Let's get this out of the way: No, manager Terry Collins shouldn't have kept Harvey (105 pitches) in for the ninth. It's a long season, Harvey is coming off major surgery and Familia has been great. And the Mets went on to win in 14 innings anyway, 2-1.
We're sure Harvey was disappointed the win wasn't his, but he didn't show that publicly. He can't. It's not what leaders do.
Harvey, you see, is developing into more than just a great pitcher. More than just an ace on the day he pitches. He's the frontman of a talented pack of young Mets starters who could, by midseason 2016, form the entire rotation.
"I think all five starters are doing their job right now," Harvey said. "Not just the three of us. It's all of us as a staff. It's fun to watch . . . I know everybody likes talking about the future, but we're here to win now."
Bartolo Colon and Jon Niese have done well. But how's this for a fivesome once Zack Wheeler returns from Tommy John surgery next summer: Harvey, deGrom, Syndergaard, Wheeler and Long Island lefty Steven Matz.
The Dark Knight, the deGrominator, Thor . . . and two guys who need nicknames.
It's what Mets planners hoped for years ago when they assembled a truckload of hard-throwing arms. It's what fans fantasize about for 2016, even as they watch and wait for their 2015 dreams to come true.
It's not that far from reality. And Harvey already is proving he won't shy away from fronting this impressive group on the mound and in the clubhouse.
"He's not a speech-giver," Collins said. "But he is who he is . . . The young guys that we have on this pitching staff, they're seeing what Matt Harvey's doing."
It turns out Harvey's plan to spend half of his rehab time in New York last season -- a plan he had to force on Mets brass -- really wasn't just about escaping sleepy Port St. Lucie, Florida.
"He didn't pitch last year, but he was here," Collins said. "We wanted his personality and the fact that he's a very good teammate in the clubhouse. And he was that guy -- and he still is that guy."

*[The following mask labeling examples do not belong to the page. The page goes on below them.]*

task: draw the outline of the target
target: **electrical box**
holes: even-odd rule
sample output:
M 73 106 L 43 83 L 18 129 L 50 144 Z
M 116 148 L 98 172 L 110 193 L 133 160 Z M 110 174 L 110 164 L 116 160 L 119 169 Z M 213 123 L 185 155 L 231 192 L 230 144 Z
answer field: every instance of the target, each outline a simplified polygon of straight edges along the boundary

On Monday night, the Dark Knight faced his Kryptonite in the Cardinals. (Yes, we know Kryptonite was Superman's nemesis, not Batman's. Roll with it, please.)
Harvey came in 0-2 against St. Louis with a 3.00 ERA. It's not much, but Harvey, whom Collins called "a different cat" the other day, doesn't want to lose any games, much less two to the same team. You can bet he knew.
He also knew what Syndergaard did on Sunday in his dazzling home debut. It made Harvey Day feel like a bit of an afterthought. Maybe that, too, motivated Harvey more than he would admit.
"I think he brings just a little sense of competition to the staff," Collins said. "He gets so much publicity. Say what you want, this is the big leagues and that's part of the game up here. Some of those guys want a little of that, too."
Next year, they might all get it. One after the other.